In the circs, it must be said that the open letter is not a million miles from that other essentially absurd and self-regarding piece of posturing, the newspaper column, of which – FULL DISCLOSURE – your correspondent types out three a week. (In fact there is only one column – it's a bit likethat episode of Bagpuss where the mice on the mouse organ claim to have a chocolate-biscuit mill, but in fact have only a single chocolate biscuit which they keep wheeling around the back before producing it again and claiming it's new product). But at least a newspaper column doesn't affect to be addressed to someone far grander than the people doing it the favour of reading it.
Still, on with the show, and a now-overdue recap of the disagreements in question. David Mitchell doesn't back the royal charter on press regulation, but Steve Coogan does. Meanwhile Russell Brand opines you shouldn't vote, and Robert Webb disagrees and says Russell's article on the matter made him rejoin the Labour party.
And so to the open letters. There were the obligatory tetchy air kisses. "I've been a big fan of yours over the years … you are consistently well above average," wrote Coogan to Mitchell, before observing that the column in question was not "up there with your most rib-tickling stuff. So I can only assume it's, er, what you actually think." "I just thought you might I might want to hear from someone who a) really likes your work," wrote Webb to Brand, "b) takes you seriously as a thoughtful person, and c) thinks you're talking through your arse about something very important."
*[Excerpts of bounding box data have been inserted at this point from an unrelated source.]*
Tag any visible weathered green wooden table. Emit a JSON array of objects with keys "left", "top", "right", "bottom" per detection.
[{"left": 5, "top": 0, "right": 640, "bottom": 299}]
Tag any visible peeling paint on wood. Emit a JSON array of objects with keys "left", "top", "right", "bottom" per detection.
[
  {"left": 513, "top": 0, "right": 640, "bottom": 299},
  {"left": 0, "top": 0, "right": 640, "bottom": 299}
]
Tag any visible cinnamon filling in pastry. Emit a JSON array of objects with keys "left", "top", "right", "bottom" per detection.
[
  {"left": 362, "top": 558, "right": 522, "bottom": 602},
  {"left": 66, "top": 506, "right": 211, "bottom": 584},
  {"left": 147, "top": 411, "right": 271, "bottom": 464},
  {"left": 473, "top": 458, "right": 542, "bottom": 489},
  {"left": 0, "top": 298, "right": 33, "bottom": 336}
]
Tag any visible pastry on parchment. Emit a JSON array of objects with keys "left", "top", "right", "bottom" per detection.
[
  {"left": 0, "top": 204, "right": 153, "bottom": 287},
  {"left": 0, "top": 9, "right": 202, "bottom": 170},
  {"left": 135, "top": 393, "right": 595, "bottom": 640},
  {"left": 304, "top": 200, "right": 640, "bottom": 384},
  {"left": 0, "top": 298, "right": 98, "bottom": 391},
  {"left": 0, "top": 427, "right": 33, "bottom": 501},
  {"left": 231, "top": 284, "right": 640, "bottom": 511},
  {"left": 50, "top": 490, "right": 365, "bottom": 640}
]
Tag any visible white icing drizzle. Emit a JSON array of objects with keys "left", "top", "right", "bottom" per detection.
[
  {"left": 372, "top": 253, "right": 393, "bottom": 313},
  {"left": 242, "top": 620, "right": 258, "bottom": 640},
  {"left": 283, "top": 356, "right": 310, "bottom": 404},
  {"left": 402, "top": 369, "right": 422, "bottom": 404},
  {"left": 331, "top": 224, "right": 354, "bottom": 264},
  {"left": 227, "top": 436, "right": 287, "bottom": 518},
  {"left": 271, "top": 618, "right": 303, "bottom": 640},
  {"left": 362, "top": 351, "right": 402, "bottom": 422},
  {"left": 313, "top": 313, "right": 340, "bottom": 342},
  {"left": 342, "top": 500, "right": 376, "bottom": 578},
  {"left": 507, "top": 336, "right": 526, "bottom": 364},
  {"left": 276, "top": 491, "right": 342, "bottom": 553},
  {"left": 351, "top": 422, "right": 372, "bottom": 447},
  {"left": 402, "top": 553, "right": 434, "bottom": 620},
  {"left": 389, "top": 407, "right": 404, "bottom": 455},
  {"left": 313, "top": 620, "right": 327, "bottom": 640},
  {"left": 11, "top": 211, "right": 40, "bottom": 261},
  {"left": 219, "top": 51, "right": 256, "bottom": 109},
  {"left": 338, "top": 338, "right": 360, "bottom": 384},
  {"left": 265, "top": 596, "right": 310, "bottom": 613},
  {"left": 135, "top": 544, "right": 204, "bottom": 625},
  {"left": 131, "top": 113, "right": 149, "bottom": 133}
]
"David, if your article were a schoolboy's essay," concluded Coogan, "it would score highly for style. But it would be covered in red ink with frequent use of the word 'sloppy', finishing with 'see me'."
Mitchell's response, it must be said, felt as reluctant as it was restrained, ending with a pointed: "I don't think you're insane to think [what you do] – I just don't agree." His comic partner took a rather more sledgehammer tack with Brand. "I'm aware of the basic absurdity of what I'm trying to achieve here," he wrote, "like getting Liberace to give a shit about the working tax credit." Like Coogan, he felt moved to mark Brand's work. "You're a wonderful talker but on the page you sometimes let your style get ahead of what you actually think … keep an eye on that … it won't really do." His signoff to Russell? "In brief, and I say this with the greatest respect, please read some fucking Orwell."
If it is unfair to pick out these faux-chummy digs as opposed to whatever was the substance of either man's argument, it is regrettably inevitable. The nature of the open letter form dictates that it is not the argument, but the cod-familiarity, the this-comes-from-a-place-of-love needling that ends up being most excruciatingly memorable thing about it.
As for the reader, maybe they are left marvelling how lucky they are to live in this golden age of comedians writing to each other, and allowing them a squiz. Or maybe they feel like adapting the old saw about eavesdroppers only hearing the worst of themselves, and observing that those forced to play the role of voyeur to an open letter only hear the worst of whoever penned it. Many who read Coogan or Webb's classics of the form might rather wish they hadn't, and could preserve a more flattering picture of the people whose other work they have long enjoyed.